La meilleure satire, sans nul doute, fut la publication qu'il fit du livre de Laurent Valla sur la fausse donation de Constantin au pape, ce faux solennel de la papauté, hardiment soutenu, défendu, tant qu'on put le faire dans l'ombre, avant la lumière de l'imprimerie.
À qui l'éditeur dédie-t-il cette publication mortelle à la cour de Rome, qui fut le plus grand encouragement de Luther (celui-ci l'avoue)? À un philosophe, sans doute, à un esprit libre, dégagé de tout préjugé, à un de ces humanistes à moitié païens, à ces cardinaux idolâtres, comme Bembo ou Sadolet, qui ne jurent que par Jupiter?
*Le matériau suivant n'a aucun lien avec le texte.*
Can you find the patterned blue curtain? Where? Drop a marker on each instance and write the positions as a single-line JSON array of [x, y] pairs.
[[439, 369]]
Bien mieux, à Léon X.
Il revenait de l'Italie qui, sur ses ruines et son tombeau, venait de donner le chant de l'Arioste. Vieux avant l'âge, de fatigue, de misère et de maladies, il était rentré à son misérable donjon de Steckelberg, dans la Forêt-Noire, noble petit manoir sans terre qui ne nourrissait pas son maître. Il vivait d'esprit, de satire, du bonheur de s'imprimer lui-même, de sa presse, de ses caractères. Chaque jour, il écoutait mieux les conseils des amis sages, hommes pratiques, expérimentés, qui vous conseillent toujours de suivre lâchement le torrent et de faire comme les autres. Le Léon X de l'Allemagne, le jeune archevêque Albert de Brandebourg, électeur de Mayence, l'appelait comme son hôte, son conseiller et son ami. C'est pour lui qu'Hutten a écrit son traité fort curieux sur la grande maladie du temps, dont lui-même avait tant souffert, et dont le gaïac l'avait, dit-il, assez bien guéri. Mais nulle maladie, nulle gangrène, nul ulcère pestilentiel ne pouvait se comparer à cette cour de Mayence. Nous en parlons savamment aujourd'hui, ayant le détail de la sale cuisine où ce digne archevêque marmitonna l'Allemagne pour l'élection de Charles-Quint. J'avais deviné ce honteux et malpropre personnage sur le désolant portrait qu'en a tracé Albert Dürer dans ses cuivres véridiques, terribles comme le destin.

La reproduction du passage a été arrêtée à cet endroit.